When you strip off your shoes, particularly if you begin by running on a hard surface (such as a bike path or sidewalk to begin) you quickly discover your lightest stride. Why is that? Instant feedback – if you land hard, you feel it. For instance, you’ll find out instantly that landing on your heel is a big no-no, and that your forefoot is your natural spring. The first time you hit your heel on the ground, is the last time you hit your heel on the ground. It hurts too much. Instead, you begin using your entire foot and leg as a two to three-foot long shock absorbing mechanism.
Run with Agility
Spend time barefoot and you begin to wake up the stabilizing muscles of your legs. You’re closer to the ground and because of this find yourself more nimble, more agile, and more laterally proficient. Say farewell to ankle strains and sprains too. When there’s no distance between you and the ground, you’re hard pressed to roll an ankle, unless you accidently step into a hole. The latter is an unlikely scenario because barefoot, you’re what I call awarefoot or more vigilant. You’re core becomes stronger too. You no longer rely on your shoes for support, but instead your internal anchor. This newfound powerhouse (your core) gives you better form, balance, stability, and endurance.
Dance with Nature
In a shoe we look for the lowest, most stable spots on the trails to plant our feet. But out of a shoe, we look for the high spot or pivot point, on which to tap our feet and dance. We end up hopping from rock to rock, using the trail to propel ourselves forward, or even using the banking to fly through turns or help us slow down on steep descents.

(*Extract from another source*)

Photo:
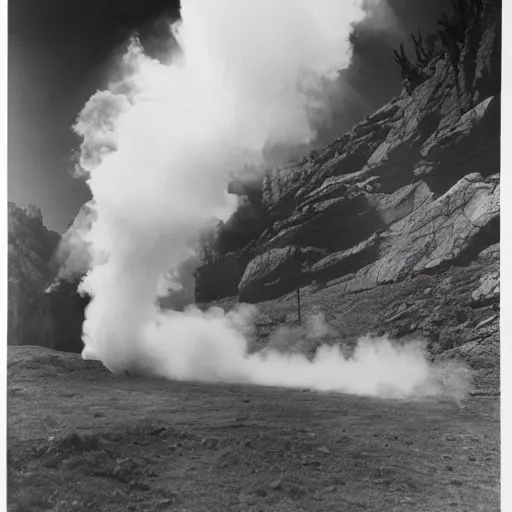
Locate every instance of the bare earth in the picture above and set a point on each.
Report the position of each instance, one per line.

By going barefoot you develop the musculature, balance, and coordination to achieve the gracefulness and fluidity you could barely conceive in a shoe.
Reduce Your Chances of Injury
Lastly, you strengthen your feet and help prevent injuries. If you start slow, adding only 100 yards of barefoot time every other day (before your regular runs), you begin to strengthen your feet. Whether you have flat feet, weak feet, or high arches, your feet begin to strengthen and return to the natural shock-absorbing springs that nature designed. This helps reduce impact throughout your entire body, along with reducing stress and strain to your plantar fascia, ankles, knees, hips, and back.
Additionally, any time spent barefoot helps improve circulation to your feet and soft tissues for healing. Out of a shoe, your feet require more blood flow to support your body weight. This increased blood flow helps with injuries that are “stuck” like a plantar fasciitis that won’t go away, or like the weak ankle that so many of us have because we’re told we don’t get enough blood flow to our joints. That’s in a shoe. Once we’re out of a shoe, we get more blood flow and stand a much greater chance of healing.
Whether you become a fulltime barefooter, or simply integrate barefoot time into your training, barefoot running can add an awesome new element to your game. You’ll feel lighter, run with less effort, and dance on the trails. Best of all, you’ll run with a newfound ear-to-ear grin.